Gov. Kate Brown To Name Sens. Devlin, Ferrioli to Northwest Power & Conservation Council

Appointments will bring major shake-up to Senate as longtime leaders depart.

Gov. Kate Brown

Three sources tell WW that Gov. Kate Brown will name Sens. Richard Devlin (D-Tualatin) and Ted Ferrioli (R-John Day) to the Northwest Power & Conservation Council as soon as Monday.

Doing so will bring major changes to the Oregon Senate, where Devlin serves as the co-chairman of the Joint Ways and Means Committee, which writes the state budget.

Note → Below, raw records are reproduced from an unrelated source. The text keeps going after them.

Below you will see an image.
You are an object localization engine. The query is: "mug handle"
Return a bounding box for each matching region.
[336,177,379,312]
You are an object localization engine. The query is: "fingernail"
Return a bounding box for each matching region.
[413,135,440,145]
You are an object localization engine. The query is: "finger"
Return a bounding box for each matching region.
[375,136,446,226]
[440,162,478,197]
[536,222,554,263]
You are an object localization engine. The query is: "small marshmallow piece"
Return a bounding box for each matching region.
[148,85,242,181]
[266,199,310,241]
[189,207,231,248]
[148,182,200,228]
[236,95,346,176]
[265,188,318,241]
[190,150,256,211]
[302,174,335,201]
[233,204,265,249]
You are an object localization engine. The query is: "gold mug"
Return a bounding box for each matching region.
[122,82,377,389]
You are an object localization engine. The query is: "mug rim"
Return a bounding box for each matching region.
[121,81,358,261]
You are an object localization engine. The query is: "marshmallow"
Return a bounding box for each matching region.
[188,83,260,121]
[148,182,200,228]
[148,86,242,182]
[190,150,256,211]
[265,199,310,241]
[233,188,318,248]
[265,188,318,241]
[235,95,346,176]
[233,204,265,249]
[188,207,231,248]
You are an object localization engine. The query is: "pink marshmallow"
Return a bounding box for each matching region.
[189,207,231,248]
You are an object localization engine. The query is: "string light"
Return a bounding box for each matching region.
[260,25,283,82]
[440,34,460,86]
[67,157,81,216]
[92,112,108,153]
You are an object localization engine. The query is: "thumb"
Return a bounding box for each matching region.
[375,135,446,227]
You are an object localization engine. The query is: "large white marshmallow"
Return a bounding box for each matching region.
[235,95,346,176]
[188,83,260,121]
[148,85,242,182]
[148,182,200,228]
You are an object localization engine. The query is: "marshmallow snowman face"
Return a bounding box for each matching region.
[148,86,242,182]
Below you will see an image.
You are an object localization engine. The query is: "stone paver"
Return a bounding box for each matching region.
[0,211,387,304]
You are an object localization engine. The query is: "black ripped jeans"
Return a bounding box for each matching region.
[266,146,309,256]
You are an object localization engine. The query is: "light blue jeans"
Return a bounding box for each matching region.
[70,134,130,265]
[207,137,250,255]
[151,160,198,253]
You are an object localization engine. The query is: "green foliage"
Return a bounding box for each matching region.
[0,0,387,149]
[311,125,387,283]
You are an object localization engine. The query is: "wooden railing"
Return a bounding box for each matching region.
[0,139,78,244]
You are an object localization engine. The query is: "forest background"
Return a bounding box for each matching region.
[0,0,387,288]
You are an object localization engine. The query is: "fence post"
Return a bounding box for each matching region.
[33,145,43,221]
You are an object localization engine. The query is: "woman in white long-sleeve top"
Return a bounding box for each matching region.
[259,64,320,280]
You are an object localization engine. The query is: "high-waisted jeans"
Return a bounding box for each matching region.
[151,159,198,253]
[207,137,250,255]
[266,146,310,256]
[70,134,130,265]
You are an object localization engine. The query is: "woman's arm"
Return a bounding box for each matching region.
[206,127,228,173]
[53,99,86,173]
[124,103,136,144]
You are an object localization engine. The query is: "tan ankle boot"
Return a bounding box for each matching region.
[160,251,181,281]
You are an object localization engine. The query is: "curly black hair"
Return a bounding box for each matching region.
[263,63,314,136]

Devlin first won election to the House in 1996 and moved up to the Senate in 2002. He served as Senate majority leader from 2007 to 2010. His knowledge of the arcane budgetary process is unmatched in the Legislature. He ran unsuccessfully for Secretary of State in 2016 and the Oregonian reported earlier this week he might be leaving for the Power & Conservation Council.

Richard Devlin

Ferrioli, the Senate minority leader, serves the state's largest Senate district, which covers more than 36,000 square miles. First elected to the Senate in 1996, the retired public relations executive has served in the Senate longer than any of his colleagues except Senate Majority Leader Ginny Burdick (D-Portland), who was also elected to her seat in 1996.

Ted Ferrioli

Both Devlin and Ferrioli have held leadership positions within their caucus for many years and so their departures—likely to be Jan 1. of next year—will set off a scramble among aspiring replacements.

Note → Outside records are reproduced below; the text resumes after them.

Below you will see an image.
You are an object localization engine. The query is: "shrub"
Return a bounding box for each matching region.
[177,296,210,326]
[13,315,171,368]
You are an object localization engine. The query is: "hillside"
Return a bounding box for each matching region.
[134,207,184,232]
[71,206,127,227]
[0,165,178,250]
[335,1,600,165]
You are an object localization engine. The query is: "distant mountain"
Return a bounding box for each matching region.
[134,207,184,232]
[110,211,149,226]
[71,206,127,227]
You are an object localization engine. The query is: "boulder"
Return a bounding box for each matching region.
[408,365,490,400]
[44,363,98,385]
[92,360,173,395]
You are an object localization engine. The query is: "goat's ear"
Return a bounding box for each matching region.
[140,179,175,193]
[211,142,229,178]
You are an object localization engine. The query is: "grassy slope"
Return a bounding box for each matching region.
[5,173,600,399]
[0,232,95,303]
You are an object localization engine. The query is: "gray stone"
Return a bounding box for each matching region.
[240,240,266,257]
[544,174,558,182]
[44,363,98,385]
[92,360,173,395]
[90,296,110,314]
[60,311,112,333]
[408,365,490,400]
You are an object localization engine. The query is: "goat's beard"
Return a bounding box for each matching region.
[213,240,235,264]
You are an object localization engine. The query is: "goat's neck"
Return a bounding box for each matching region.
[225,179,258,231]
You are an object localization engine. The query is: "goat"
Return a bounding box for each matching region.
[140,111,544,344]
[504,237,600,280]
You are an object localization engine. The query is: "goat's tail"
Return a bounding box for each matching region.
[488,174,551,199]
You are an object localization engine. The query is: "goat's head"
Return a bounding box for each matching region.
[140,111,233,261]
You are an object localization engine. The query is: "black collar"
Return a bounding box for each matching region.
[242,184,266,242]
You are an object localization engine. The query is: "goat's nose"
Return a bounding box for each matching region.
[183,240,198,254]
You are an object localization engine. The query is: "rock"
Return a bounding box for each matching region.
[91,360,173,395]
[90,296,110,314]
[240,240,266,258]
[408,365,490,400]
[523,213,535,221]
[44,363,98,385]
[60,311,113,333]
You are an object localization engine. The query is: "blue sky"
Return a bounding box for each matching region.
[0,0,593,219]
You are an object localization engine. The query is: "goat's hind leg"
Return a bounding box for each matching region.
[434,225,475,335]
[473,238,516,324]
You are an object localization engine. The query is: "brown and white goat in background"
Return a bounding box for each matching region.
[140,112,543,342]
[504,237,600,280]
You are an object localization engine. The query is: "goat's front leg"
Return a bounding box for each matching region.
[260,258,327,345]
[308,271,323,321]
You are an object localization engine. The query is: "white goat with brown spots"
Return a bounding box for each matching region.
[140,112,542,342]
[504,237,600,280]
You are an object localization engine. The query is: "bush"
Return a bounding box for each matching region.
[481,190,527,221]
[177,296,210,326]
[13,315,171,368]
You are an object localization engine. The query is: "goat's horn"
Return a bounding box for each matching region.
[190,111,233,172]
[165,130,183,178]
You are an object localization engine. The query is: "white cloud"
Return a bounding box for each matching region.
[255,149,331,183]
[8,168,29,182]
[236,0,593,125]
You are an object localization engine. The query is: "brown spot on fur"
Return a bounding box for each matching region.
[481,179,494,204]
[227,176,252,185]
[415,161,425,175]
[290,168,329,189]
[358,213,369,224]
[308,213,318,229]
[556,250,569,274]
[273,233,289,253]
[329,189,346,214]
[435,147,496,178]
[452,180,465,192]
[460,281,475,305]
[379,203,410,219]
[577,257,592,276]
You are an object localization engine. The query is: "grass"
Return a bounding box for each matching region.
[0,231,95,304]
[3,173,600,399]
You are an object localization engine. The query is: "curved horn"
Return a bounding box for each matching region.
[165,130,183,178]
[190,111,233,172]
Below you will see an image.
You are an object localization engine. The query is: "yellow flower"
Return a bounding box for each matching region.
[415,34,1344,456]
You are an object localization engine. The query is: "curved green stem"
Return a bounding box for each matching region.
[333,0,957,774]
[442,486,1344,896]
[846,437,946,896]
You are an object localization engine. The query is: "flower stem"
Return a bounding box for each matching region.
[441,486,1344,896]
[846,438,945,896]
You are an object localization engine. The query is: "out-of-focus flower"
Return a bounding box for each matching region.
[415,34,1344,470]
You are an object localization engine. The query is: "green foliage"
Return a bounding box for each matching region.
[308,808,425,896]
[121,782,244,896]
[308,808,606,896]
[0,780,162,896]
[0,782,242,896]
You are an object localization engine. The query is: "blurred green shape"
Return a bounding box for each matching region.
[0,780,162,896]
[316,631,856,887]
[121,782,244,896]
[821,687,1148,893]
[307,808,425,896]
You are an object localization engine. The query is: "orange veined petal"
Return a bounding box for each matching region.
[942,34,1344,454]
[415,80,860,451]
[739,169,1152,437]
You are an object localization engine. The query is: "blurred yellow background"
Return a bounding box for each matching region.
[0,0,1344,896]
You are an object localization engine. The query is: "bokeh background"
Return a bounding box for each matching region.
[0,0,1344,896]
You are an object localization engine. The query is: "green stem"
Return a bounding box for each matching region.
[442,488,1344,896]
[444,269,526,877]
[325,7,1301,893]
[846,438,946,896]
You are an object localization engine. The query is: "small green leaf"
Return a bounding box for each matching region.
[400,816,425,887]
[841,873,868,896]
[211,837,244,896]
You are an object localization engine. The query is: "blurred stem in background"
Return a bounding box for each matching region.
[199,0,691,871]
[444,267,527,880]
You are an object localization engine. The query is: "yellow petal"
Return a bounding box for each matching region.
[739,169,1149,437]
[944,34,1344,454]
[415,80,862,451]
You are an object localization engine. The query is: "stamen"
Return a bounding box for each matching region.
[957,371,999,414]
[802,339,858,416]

The Northwest Power & Planning Council included two appointees each from Oregon, Washington, Montana and Idaho. Oregon's current representatives are former Secretary of State Bill Bradbury and Henry Lorezen, a lawyer and wheat farmer from Pendleton.

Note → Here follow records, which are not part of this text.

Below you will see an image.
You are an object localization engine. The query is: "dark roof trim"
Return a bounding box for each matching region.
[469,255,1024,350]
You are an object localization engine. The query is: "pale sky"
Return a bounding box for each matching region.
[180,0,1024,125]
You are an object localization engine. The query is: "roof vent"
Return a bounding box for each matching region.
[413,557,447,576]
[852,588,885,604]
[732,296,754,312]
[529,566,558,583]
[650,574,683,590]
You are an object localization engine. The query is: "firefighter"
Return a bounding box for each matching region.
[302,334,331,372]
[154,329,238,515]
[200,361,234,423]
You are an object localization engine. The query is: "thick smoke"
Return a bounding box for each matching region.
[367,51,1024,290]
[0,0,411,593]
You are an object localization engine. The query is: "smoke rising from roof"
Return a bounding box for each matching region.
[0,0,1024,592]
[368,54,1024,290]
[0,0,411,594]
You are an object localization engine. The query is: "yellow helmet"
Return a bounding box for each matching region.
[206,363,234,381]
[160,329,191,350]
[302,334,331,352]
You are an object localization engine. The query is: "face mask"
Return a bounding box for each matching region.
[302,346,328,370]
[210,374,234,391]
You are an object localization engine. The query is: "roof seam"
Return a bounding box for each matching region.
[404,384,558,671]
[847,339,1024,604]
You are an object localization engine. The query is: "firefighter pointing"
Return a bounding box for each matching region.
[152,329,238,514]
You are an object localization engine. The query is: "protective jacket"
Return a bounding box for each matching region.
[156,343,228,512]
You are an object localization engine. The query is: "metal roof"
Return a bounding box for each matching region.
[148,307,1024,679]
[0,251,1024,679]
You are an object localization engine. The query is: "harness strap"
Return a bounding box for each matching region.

The Council is responsible for formulating a 20-year power plan for the region and for developing a parallel fish and wildlife plan. Appointments to the body come with six-figure paycheck —one of the relatively few commission appointments available to Brown that have that benefit.

Neither Devlin nor Ferrioli nor Brown's spokesman, Chris Pair, was available for comment.